See it if you like dance movement and stories told in alternate ways (e.g. non-dialogue). The music and choreography are incredible.
Don't see it if you want a traditional dialogue show. But you're selling yourself short if you miss this.
See it if a quick stylized version of a person who's suffering mental loss - but yet accessible to all audiences - even the kids were quiet
Don't see it if more of scenes, ideas and not full fleshed out story/dialogue which may not be for everyone
See it if you can appreciate a moving choreographed story about one person's efforts to stay mentally connected.
Don't see it if you have no experience w/dementia or care enough to see a performance that astutely depicts the scary happenings w/in one man’s fading mind.
See it if love creative and touching stories told through text and inspiring movement. It was beautifully conceived and staged captured my heart!
Don't see it if you find plays about dementia and memory loss difficult.
See it if you are thrilled and moved by spectacular physicality and complex, intense music.
Don't see it if you are prone to sensory overload. Despite the New Victory setting, it's not for real little kids.
See it if Very different shows interest you. Not much dialogue so sometimes hard to follow the story.

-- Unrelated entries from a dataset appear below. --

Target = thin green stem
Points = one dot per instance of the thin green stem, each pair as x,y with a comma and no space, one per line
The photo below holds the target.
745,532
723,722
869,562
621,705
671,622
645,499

Don't see it if The music is loud and chaotic but portrays the mind of alzheimer’s patient.. If you need dialogue to follow then this is not show for you.
See it if you want to see something completely different and magically done. The story is beautifully told through choreography, music, and props.
Don't see it if you don't like to figure out what is going on and prefer straightforward shows. It may get confusing for some.
See it if You like creative mime, movement, and music which reveal the fragmented world of memories for a man w/ early dimentia.
Don't see it if You need a lot of dialogue in a conventional context.
See it if you enjoy interpretive dance, or you have a loved one with memory loss/dementia and would appreciate art sympathetic to the situation.
Don't see it if you are looking for a cohesive, profound depiction of dementia. It's too diffuse & choppy and didn't make me feel like I was in his mind.